Student-loan debt in the US has grown to a staggering $US1.3 trillion, and the average 2016 graduate will have to repay more than $US37,000.

While it’s clear that college is more expensive than ever, surprisingly, there’s a correlation between the amount a student pays for tuition and their SAT score.

“The data show a correlation between higher SAT scores and lower average student debt,” according to a press release from Nitro, which conducted the study.

Nitro, an online resource that helps incoming college students plan their education financing, examined SAT scores, median student-loan debt at graduation, and median earnings 10 years after graduation at 1,300 colleges and universities.

The study found that students with higher SAT scores tend to graduate with less debt, and students with lower SAT scores tend to graduate with more debt.

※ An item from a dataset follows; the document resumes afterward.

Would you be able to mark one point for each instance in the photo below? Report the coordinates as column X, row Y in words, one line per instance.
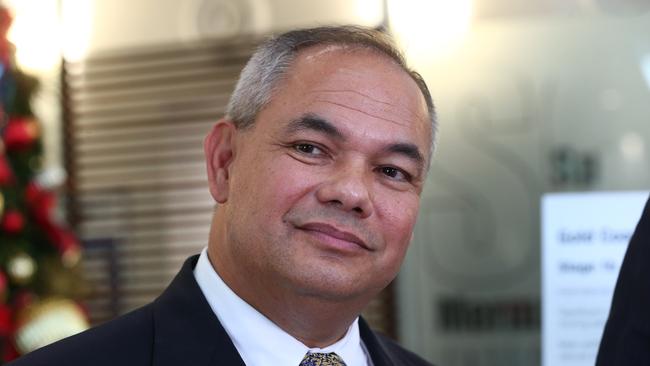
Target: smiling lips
column 332, row 232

They plotted the results on the interactive graph below, which also shows that higher SAT scores correlate to higher earning potential. Hover over the plot points for SAT scores.

If you take a look at the scatter plots, schools with median SAT scores on the higher end of the scale (represented by the blue-coloured dots) did not fall in upper-left quadrant of the graph — those schools which had median student-loan debt of more than $US30,000.

The school with the highest median student-loan debt on the graph is Livingstone College, a historically black college in North Carolina with an average SAT score of 720, and median student debt at graduation of $US41,000.

The school with lowest average student debt on the graph is Berea College, a work college in Kentucky, with an average SAT score of 1125, and median student debt at graduation of $US6,000.

Harvard University is the next in line with an average SAT score of 1501, and median student debt at graduation of $US7,000.